Contract management encompasses the entire process of handling contracts. This ranges from planning and drafting to processing and monitoring to renewal or audit-proof archiving. The aim of contract management is to systematically control deadlines, obligations and risks and to ensure compliance with legal requirements. In its digital form, often referred to as digital contract management or contract lifecycle management (CLM), these processes are automated and centrally mapped in software solutions. These solutions support companies in the transparent management and approval of contracts, remind them of important deadlines, optimise approval processes and increase efficiency and legal certainty through central databases and digital signatures.
Digital contract management creates clear structures throughout the entire contract lifecycle, from request to negotiation and approval to term management and archiving. The advantages of digital contract management lie in increased transparency, risk reduction, accelerated processes and the resulting measurable economic success.
One of the major advantages of digital contract management is the centralised, searchable storage system with up-to-date contract status, deadlines and responsibilities.
Practical benefits: The information is available to all authorised persons within seconds. All processes use the same, up-to-date database.
Another advantage lies in the use of standard clauses, audit trails and the application of timely measures.
Practical benefits: Reduced contract and compliance risks, fewer disputes, better auditability and verifiability for auditors.
Another advantage of using digital contract management is the faster turnaround time from request to signature (time-to-contract).
Practical benefits: Shorter negotiation cycles, fewer queries, fewer manual steps – noticeably faster contract conclusions.
Structured contract management ensures that automatic contract renewals are reviewed and actively managed in a timely manner, so that unwanted renewals can be avoided and better contract terms negotiated. This supports the consistent enforcement of claims against contractual partners and leads to a significant reduction in overall costs. The optimised process, from contract creation to final signing, speeds up contract conclusions, which helps to generate revenue streams and income earlier.
Practical benefits: Lower overall costs, better negotiation results and measurable savings across the contract portfolio.
Contract lifecycle management (CLM) refers to the systematic, digital process for managing the entire contract lifecycle, from initiation to renewal or termination.
Requirements & needs assessment: For a new contract, the specific requirements are first determined by defining the objectives, framework conditions and scope of the project. All important stakeholders are identified and involved in this process. An initial risk assessment and value classification help to plan the further procedure in a structured manner. Suitable contract templates are selected for the process.
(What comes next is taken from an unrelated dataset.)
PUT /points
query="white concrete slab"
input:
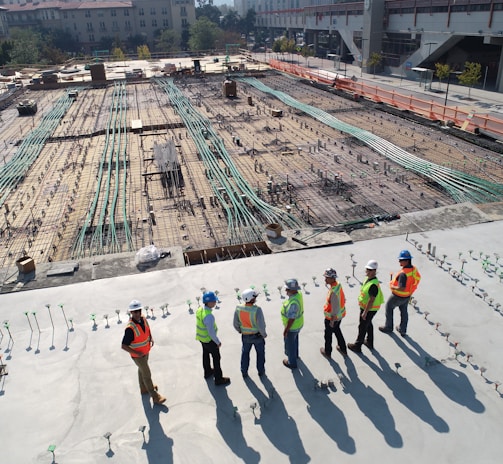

Drafting & clause selection (templates, clause library): The next step is to create an initial draft contract based on standardised templates and a clause library. Any deviations from the standard are documented transparently. Playbooks help to select the right clauses and wording for the respective contract.
Review & negotiation (specialist departments, legal, purchasing/sales): The draft contract is reviewed in close cooperation with the relevant specialist departments, the legal department and, depending on the type of contract, with purchasing or sales. Comments (redlining) are exchanged via digital workflows, including version control, and the terms, risks and responsibilities are agreed upon.
Approval & signing (including e-signature): The contract is then formally approved by the authorised persons, always in compliance with internal guidelines and compliance requirements. The use of an eIDAS-compliant electronic signature ensures efficient and legally secure contract signing. Seamless documentation provides a complete audit trail.
Filing & obligation management (obligations, SLAs, milestones): After signing, the contract is stored in a structured manner in a central repository that contains important metadata. At the same time, systematic tracking of all obligations and service levels (SLAs) from the contract begins. Automated notifications and escalation mechanisms support compliance with all relevant requirements and deadlines.
Monitoring & reporting (deadlines, KPIs, risks):Deadlines, obligations and relevant key figures are monitored on an ongoing basis via digital dashboards and regular reviews. Deviations or risks are identified at an early stage and escalated if necessary. Reporting facilitates the analysis and optimisation of contract portfolios.
Changes & renewals (amendments, renewals):Contract changes such as amendments or automatic renewals are actively managed and documented. Reminder functions ensure that renegotiations or adjustments to terms and conditions, including pricing, are initiated in good time.
Termination & archiving (retention periods, deletion concepts):The proper termination of a contract includes timely notice of termination, exit management and the return of agreed services or goods. Archiving is carried out in accordance with defined retention periods and taking into account a GDPR-compliant deletion concept so that all legal and organisational requirements are met.
Contract controlling is the systematic planning, management and monitoring of all economic, legal and operational aspects of contracts throughout their entire life cycle. The aim is to make costs, risks and obligations transparent, to leverage savings and optimisation potential, and to ensure compliance.